Re: Home Brew Vs. Wilderlands
Posted: Wed Oct 24, 2012 11:42 am
by IronWolf
I have been leaning more and more towards homebrew settings these days. I think they come with less preconceived expectations, as in if the players know what campaign world you are in, they sometimes compare the tweaks you have made to how the campaign was written. I also find myself spending more time trying to memorize various aspects of the region we are in instead of moving along more fluidly.
Now that isn't to say one can't yank good stuff from other campaign settings and drop them into a homebrew. If you need a city, grab a city map from a published product and drop it in. Because you have "transplanted" it the players don't expect things to be a certain way with that city so it works out.
I recently did a
blog post on homebrew settings versus published settings and whether they were really time savers or not. I am starting to think not as much as I used to think they were.
Re: Home Brew Vs. Wilderlands
Posted: Wed Oct 24, 2012 5:15 pm
by Treebore
Sounds to me like you allowed the "canon" to bite you in the butt. I don't give a crap about canon. Canon becomes what actually happens in game, so if I say that neighboring country/city whatever hates or gets along with the area the PC's are currently in, THAT is canon. Not what the books say. What matters is that I be consistent with what I have happen within the context of the game, not be adherent to what is written in the setting books.
That is why I like working with published settings. They are a framework upon which I build what I want to be "canon". I never, ever worry about what the books say unless it is something I decided I wanted to use when I read the setting over. From then on the real history of my new setting is determined when it actually happens in game. That is when I worry about fixing certain facts in stone. Until then its all Bards tales. The truth isn't known until you find out for yourself. Even then its no guarantee. You may have ran into some one or some thing with a secret agenda, that benefits by keeping the truth a secret. One day the players may find out the real truth, or maybe not.

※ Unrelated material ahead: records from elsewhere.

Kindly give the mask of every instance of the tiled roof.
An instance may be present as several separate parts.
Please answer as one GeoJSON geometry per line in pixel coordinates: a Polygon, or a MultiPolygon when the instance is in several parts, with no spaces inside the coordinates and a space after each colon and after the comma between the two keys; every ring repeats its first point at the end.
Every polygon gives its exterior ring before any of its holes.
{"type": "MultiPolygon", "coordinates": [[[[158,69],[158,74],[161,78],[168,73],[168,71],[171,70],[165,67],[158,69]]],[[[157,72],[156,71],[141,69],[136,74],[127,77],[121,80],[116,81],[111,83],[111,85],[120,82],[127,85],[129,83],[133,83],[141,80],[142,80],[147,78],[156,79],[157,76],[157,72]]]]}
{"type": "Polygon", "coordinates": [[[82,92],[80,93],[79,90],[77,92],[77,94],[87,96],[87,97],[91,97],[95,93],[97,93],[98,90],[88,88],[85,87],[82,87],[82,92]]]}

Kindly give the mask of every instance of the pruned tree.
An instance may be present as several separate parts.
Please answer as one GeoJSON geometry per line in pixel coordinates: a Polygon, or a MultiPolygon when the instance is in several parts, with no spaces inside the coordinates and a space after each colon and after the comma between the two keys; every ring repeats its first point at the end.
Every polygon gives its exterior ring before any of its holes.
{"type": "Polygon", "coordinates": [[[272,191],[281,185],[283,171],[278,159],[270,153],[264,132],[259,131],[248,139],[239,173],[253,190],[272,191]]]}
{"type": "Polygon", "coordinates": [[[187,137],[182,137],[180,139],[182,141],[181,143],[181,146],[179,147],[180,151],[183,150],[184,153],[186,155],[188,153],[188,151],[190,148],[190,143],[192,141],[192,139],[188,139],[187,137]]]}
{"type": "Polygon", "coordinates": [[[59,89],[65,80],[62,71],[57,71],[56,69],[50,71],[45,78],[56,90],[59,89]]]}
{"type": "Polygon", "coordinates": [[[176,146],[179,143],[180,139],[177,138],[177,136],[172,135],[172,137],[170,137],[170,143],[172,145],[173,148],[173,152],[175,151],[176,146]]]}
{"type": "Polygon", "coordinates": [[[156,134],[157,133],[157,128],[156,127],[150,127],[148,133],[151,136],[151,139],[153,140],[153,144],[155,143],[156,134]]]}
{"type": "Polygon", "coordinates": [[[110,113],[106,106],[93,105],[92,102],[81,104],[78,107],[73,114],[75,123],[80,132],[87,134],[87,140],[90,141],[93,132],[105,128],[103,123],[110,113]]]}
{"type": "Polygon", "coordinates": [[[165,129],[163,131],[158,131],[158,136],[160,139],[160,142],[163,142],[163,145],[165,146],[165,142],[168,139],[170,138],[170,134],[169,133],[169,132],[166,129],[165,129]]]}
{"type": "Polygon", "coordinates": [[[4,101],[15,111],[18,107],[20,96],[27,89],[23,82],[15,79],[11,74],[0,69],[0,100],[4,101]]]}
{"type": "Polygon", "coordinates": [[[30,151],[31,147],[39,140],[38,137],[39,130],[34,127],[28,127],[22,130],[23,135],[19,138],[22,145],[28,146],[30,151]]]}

Here is the key thing. I may have thought it wads the truth when the players initially learned about it. Several times I would later read an adventure that I want to integrate, and I would think of how I could add it in, what kind of connections I can link back to the party. Several times I did that by having things the players knew turn out to be lies to hide what is going on in the adventure I have now chosen to run. So even I am not beholden to what is believed to be "truth" when I am able to think of ways to change that truth into a new truth with a plausible story reveal.
So for me, published settings do save me a lot of time. They save me the time of drawing up maps, describing most towns, villages and cities, and even most NPC's I am able to retask to my purposes. I also save a lot of time by not worrying about what "canon" is, until its time to decide what it is within the game itself.